The Dutch Digital Heritage Network
The Dutch Digital Heritage Network supports a national ecosystem for sustainable access that prioritizes
interoperability across domains
preservation of complex and dynamic digital objects
documentation of functional behavior
shared national infrastructure for long term access
Their work on linked data, complex object packaging, and context rich metadata aligns closely with the needs of algorithm preservation. They provide the infrastructure necessary to link digital objects with the processes that produced or transformed them.

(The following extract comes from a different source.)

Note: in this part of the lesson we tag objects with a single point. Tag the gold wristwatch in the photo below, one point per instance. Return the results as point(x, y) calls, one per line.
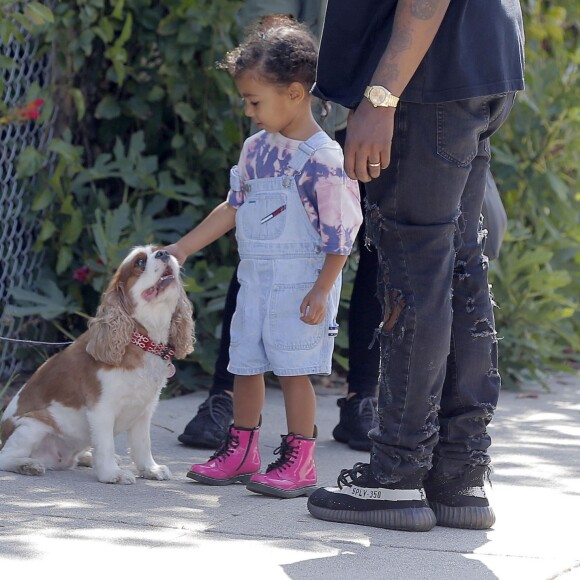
point(379, 96)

Digital art and media preservation
Institutions such as LIMA and Sound and Vision have extensive experience preserving digital and computational art. They regularly address
code based artworks
generative and algorithmic installations
evolving media environments
custom software and hardware dependencies
These communities treat algorithmic behavior as a cultural artifact that must be retained, whether through documentation, emulation, or reinterpretation. Their work parallels the challenges of preserving algorithmic behavior in administrative or scientific systems.
Dutch administrative and legal context
The Netherlands has conducted rigorous conversations about automated decision making in the public sector. Dutch administrative law stresses transparency, auditability, and proportionality. As algorithms influence benefits decisions, fraud detection, and resource allocation, Dutch policymakers and researchers have examined
version histories
training data sources
parameter settings
audit trails
explanations that accompany algorithmic decisions
This policy environment indirectly supports algorithm preservation because oversight requires reconstruction of logic and behavior. The same evidence needed for accountability is also necessary for long term preservation.
European reproducibility and provenance work
Dutch scholars have played significant roles in European projects on reproducibility and computational provenance. Their contributions support
preservation of computational environments
documentation of decision steps in workflows
interoperability between repositories and workflow engines
These initiatives strengthen the broader foundation needed for algorithm preservation.
Why Dutch work matters
The significance of the Dutch approach is not that there is a single algorithm preservation program. It is that Dutch institutions already treat the preservation of behavior and context as standard practice. Their infrastructure, policies, and collaborative frameworks provide practical models for preserving algorithmic logic in support of accountability and long term access.
Why algorithm preservation keeps returning to my attention
Algorithmic systems increasingly shape the records that governments, researchers, organizations, and communities depend upon. They produce decisions, interpretations, analyses, and classifications. If their behavior is not preserved, the meaning of the records they generate becomes difficult or impossible to interpret.
Algorithm preservation keeps returning to my attention because it underpins accountability, scientific integrity, administrative rights, and digital cultural memory. Pat Franks’ recent work on paradata gives us a clearer vocabulary and a more precise conceptual structure for understanding the layers that need to be preserved. Her framework reinforces the importance of documenting algorithmic processes in ways that maintain trust and transparency.
The more society depends on algorithmic processes, the more essential it becomes to carry their logic and history forward. Algorithm preservation is not a peripheral concern. It is central to how records and evidence will be understood in the future.
It is time to move algorithm preservation into the mainstream of archival and records management practice.